Новые осложнения возникли, когда голову стали делить. Фиф большой нашел какое-то тесло и нервно стукнул им по затылочной кости. Раздался хруст, на белую блузку Донки шмякнулся кусок мяса. Женщины немедленно скрылись за туалетной ширмой Фифы маленькой. Кишо вытащил откуда-то старый женский халат, и общими усилиями голова была наконец побеждена. Раскололи череп, вытащили челюсти, язык, мозги. Один глаз, отлетев, прилип к картине, изображающей старинный созопольский дом, и оттуда смотрел на всех угасшим взором. Наконец, опротивев сами себе, почти в отчаянии, они разложили мясо по тарелкам, но долго еще не могли заставить себя взяться за еду. И лишь потом, когда все наконец поели, Кишо довольно заявил:
— А все-таки стоило потрудиться!
— Брось! — мрачно заявил Фиф большой. — Нет зверя гаже человека.
— Да, хороши мы, нечего сказать! — скорбно поддакнул Кишо. — А еще рассказываем анекдоты о людоедах.
— И во сколько тебе обошлось это удовольствие?
— Что деньги? — все так же мрачно ответил художник. — Когда я чуть не погиб в расцвете сил.
— И бизнеса, — добавил Кишо.
Действительно, в последние два месяца Гари неожиданно стало везти. Да и как могло быть иначе, если его картинами заинтересовались всякие там академики и богатые американцы. Фифа маленькая похвасталась, что только за последний месяц они продали четыре картины.
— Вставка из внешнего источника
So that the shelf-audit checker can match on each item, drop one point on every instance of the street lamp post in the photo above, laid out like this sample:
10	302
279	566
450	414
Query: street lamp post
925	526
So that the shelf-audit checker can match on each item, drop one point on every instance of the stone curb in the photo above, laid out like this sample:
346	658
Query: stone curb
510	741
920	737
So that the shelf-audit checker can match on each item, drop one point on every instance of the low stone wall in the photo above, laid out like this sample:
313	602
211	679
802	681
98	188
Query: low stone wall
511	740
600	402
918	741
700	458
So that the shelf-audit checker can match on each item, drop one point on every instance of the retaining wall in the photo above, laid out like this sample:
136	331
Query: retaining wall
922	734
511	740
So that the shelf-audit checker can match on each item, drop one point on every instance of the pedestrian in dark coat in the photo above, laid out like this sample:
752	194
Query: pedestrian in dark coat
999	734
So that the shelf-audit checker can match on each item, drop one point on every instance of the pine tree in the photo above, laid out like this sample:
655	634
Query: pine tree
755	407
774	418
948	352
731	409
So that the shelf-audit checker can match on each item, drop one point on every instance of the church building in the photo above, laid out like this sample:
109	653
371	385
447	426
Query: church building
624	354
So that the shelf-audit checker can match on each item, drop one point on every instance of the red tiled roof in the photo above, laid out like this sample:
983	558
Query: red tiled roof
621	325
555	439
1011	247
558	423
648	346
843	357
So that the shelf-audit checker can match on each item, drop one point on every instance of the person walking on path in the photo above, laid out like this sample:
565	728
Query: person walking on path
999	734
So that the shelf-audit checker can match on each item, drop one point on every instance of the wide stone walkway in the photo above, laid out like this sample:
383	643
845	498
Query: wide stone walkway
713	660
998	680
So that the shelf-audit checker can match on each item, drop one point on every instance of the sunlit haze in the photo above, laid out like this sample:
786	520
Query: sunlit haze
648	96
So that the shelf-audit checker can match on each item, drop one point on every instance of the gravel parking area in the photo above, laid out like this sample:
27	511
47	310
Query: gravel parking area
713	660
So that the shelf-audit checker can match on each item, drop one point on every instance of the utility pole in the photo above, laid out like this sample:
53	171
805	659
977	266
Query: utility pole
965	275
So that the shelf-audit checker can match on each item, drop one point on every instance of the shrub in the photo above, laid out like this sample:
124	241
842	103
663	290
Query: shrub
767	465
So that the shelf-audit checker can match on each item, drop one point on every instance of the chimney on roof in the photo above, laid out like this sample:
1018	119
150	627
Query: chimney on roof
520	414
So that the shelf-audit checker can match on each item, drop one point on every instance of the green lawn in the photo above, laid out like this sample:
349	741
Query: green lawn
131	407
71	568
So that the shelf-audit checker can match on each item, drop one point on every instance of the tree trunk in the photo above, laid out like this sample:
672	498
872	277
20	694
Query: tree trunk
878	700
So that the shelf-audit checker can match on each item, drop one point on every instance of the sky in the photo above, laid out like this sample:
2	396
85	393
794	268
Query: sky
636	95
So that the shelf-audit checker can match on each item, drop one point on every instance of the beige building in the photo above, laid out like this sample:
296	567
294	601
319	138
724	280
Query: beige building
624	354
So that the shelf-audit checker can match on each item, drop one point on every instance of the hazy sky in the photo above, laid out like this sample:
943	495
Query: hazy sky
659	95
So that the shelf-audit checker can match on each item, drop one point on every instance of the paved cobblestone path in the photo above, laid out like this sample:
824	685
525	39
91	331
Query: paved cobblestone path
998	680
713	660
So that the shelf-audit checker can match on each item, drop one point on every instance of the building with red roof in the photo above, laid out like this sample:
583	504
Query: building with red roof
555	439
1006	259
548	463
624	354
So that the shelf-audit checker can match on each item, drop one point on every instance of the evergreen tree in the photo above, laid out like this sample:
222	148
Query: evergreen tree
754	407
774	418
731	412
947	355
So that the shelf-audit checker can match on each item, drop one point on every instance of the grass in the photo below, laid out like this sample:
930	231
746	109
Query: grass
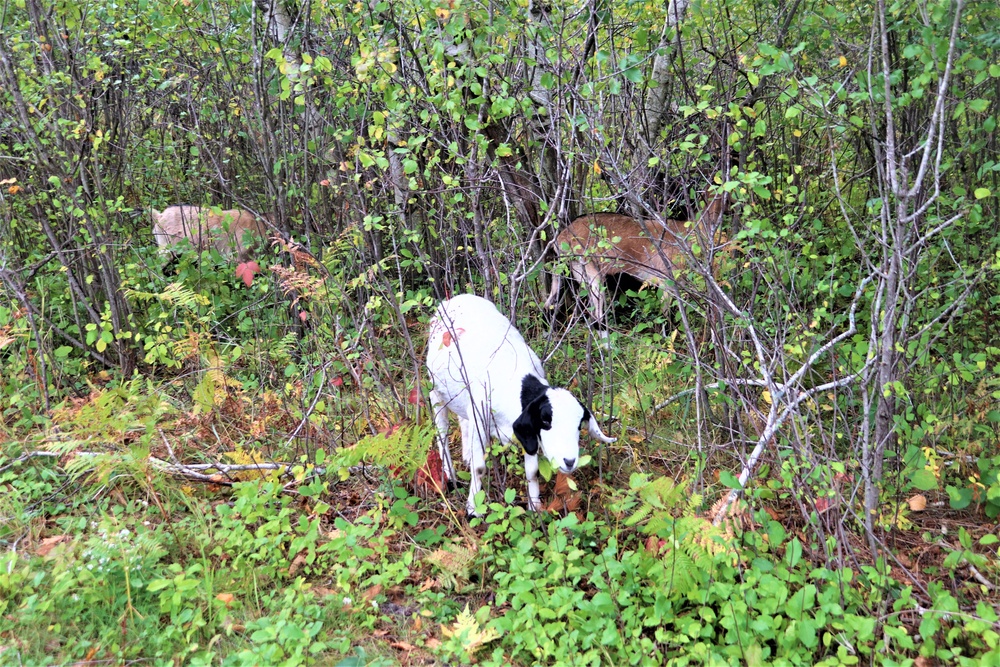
135	528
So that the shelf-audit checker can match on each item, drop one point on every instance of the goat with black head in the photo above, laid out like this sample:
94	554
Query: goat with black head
486	374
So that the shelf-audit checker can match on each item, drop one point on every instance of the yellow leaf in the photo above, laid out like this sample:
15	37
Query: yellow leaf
466	629
918	502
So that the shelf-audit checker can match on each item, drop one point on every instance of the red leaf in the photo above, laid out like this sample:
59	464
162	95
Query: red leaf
246	271
430	476
446	338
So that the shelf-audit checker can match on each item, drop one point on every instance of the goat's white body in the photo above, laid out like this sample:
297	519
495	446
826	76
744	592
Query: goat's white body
478	362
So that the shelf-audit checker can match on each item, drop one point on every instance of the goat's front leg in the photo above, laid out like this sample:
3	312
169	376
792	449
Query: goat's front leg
441	421
531	472
474	453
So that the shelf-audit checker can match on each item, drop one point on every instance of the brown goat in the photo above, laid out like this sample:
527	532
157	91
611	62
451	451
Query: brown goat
230	232
603	244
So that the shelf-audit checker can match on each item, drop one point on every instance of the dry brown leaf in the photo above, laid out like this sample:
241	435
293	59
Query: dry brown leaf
370	594
402	646
49	543
297	563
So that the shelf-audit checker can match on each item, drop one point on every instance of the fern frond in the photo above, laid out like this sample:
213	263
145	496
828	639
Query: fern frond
404	450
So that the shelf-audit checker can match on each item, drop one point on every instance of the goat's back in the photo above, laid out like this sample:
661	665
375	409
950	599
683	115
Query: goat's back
225	230
472	342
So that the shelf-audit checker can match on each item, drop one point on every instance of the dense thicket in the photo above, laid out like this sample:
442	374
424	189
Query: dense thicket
413	150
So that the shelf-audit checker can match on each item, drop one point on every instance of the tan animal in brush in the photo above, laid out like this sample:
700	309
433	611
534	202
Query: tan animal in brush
231	232
603	244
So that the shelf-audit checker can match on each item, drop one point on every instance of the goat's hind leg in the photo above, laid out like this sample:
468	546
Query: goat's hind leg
474	452
441	422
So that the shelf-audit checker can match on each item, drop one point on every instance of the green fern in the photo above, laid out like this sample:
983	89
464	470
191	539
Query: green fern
404	450
685	544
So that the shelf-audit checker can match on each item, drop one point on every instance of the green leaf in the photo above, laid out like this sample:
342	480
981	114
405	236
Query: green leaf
924	480
793	552
634	75
979	105
959	499
729	479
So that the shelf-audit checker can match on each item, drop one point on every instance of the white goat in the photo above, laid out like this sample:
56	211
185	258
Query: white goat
486	374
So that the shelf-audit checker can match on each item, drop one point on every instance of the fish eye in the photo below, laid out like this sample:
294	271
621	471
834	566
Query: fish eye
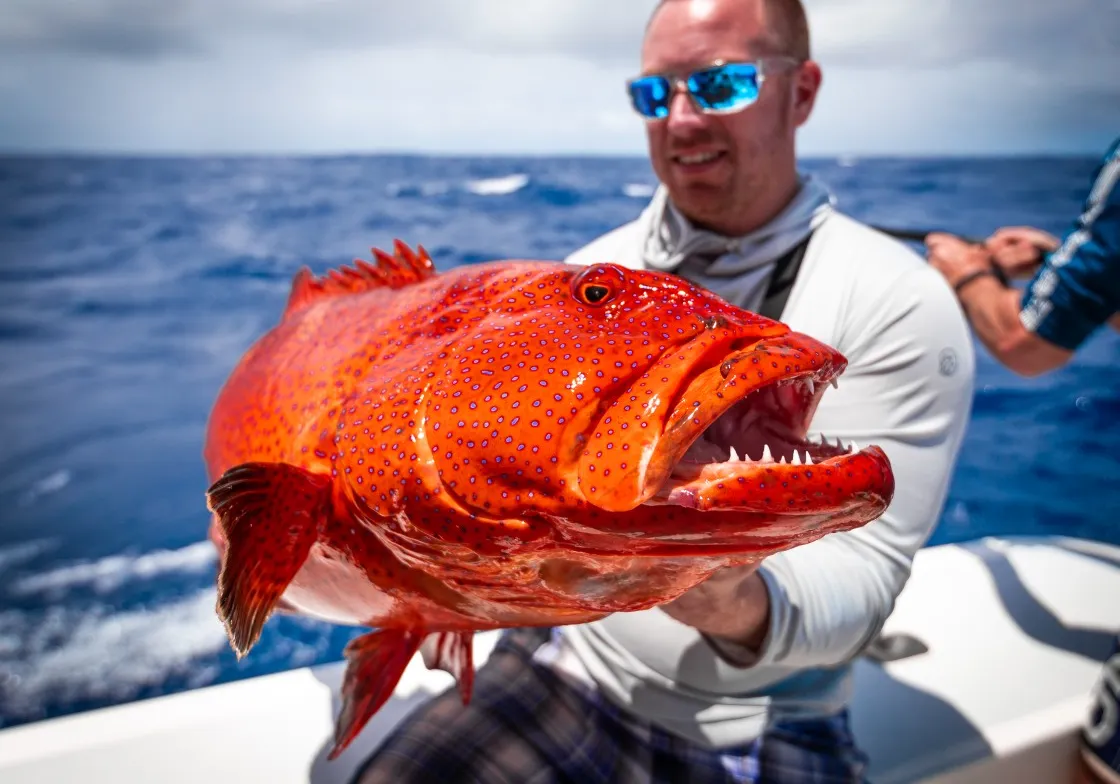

— В рассрочку? — спросил Кишо.
— Ну, не все… Габровская галерея выложила наличными. Тамошний директор показал себя человеком.
— О, если ты у габровцев сумел получить деньги, значит, тебя ждет блестящее будущее, — сказал Кишо. — У вашего брата всегда так, стоит раз повезти.
— Ас чего все началось? — спросил Сашо. — С белых коней, которых купил мой дядя.
— Верно, — согласился художник. — Потому-то я и отдал ему их так дешево… А картина стоит самое малое в пять раз дороже.
— Живые лошади и то не стоят в пять раз дороже!
— Нет, правда, картина что надо! — сказал художник. — Лучше у меня ничего нет. Может, потому что все вышло как-то так, само собой.
— Как это — само собой? — не понял Сашо.
— У нас такое случается… Ищешь, скажем, одно колоритное решение, а находишь совсем другое. Если ночь писать только синим, всегда получается слюнтяйство! Я прибавил лилового, немного коричневого — ты, верно, и не заметил. Опять ничего не выходит. Мне нужно было плотное белое пятно, чтобы картина ожила. И тогда я вспомнил о лошадях. А оказалось, что они — все.